How Do Teens Cyberbully?
Teens may experience or partake in a variety of cyberbullying tactics.
- Exclusion: Teenagers may intentionally exclude others from an online group.
- Cyberstalking: Teens will harass others by constantly sending emails, messages, or tagging others in posts they don’t want to be tagged in.
- Gossip: Teens will post or send cruel messages that damage another’s reputation, relationships, or confidence.
- Outing/Trickery: Cyberbullies will trick another teen into revealing secrets or embarrassing information which the cyberbully will then share online.
- Harassment: Cyberbullies will post or send offensive, insulting, and mean messages repeatedly.
- Impersonation: Cyberbullies may create fake accounts to exploit another teen’s trust. They may also hack into an account and post or send messages that are damaging to the person’s reputation or relationships.

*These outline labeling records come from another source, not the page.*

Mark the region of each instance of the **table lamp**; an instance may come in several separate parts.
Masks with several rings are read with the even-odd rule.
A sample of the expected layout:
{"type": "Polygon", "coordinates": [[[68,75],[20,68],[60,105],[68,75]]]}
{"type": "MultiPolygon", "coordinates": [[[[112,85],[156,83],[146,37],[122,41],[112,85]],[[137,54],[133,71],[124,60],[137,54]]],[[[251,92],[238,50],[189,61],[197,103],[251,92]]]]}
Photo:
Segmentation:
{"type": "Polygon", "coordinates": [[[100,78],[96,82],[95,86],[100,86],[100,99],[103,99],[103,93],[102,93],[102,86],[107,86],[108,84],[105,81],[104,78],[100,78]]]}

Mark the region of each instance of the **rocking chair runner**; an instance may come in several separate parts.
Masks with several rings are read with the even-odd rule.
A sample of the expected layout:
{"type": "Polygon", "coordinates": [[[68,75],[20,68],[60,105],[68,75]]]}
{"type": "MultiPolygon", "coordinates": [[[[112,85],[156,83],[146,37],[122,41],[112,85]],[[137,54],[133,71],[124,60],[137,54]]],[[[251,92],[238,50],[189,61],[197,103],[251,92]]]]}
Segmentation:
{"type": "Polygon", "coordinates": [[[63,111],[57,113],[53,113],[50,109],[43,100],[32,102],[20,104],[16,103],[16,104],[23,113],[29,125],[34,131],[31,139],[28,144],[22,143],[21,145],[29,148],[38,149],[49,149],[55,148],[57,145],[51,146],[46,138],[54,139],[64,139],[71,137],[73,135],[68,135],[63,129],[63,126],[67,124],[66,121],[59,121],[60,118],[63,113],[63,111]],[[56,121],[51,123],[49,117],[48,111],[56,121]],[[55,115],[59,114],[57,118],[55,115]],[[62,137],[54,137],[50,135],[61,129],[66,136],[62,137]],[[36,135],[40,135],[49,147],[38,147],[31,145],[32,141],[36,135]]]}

- Cyber Threats: Cyberbullies will threaten or imply violent behavior toward others to make them feel uncomfortable.
- Flaming: Fights online that involve hateful or offensive messages that may be posted to various websites, forums, or blogs.
Tips for Parents
Parents can influence teens’ awareness of inappropriate behavior online or over the phone. 58% of teen internet and cell phone users say their parents have the biggest influence on what they think is appropriate or inappropriate, yet only 1 in 6 parentsare aware when their child is being cyberbullied.
If you would like to prevent your teen from being cyberbullied or feel they may be at risk, bullyingstatistics.org offers some advice:
- Discuss cyberbullying with teens. Explain what actions are appropriate and inappropriate over the internet.
- Open communication with teens and encourage them to tell a parent if cyberbullying is occurring.
- If a teen is being cyberbullied, keep the messages as proof, especially if the messages turn worse.
- Keep the computer in a common area and limit internet access in their room.
- Try blocking the cyberbully from social networks.
Encourage your teenager to take a stand if they witnesses bullying. Also encourage them to:
- Inform a parent, teacher, or adult of the bullying.
- Be kind to the individual being bullied. Include them in activities, send them positive messages, and help them understand they’re not alone.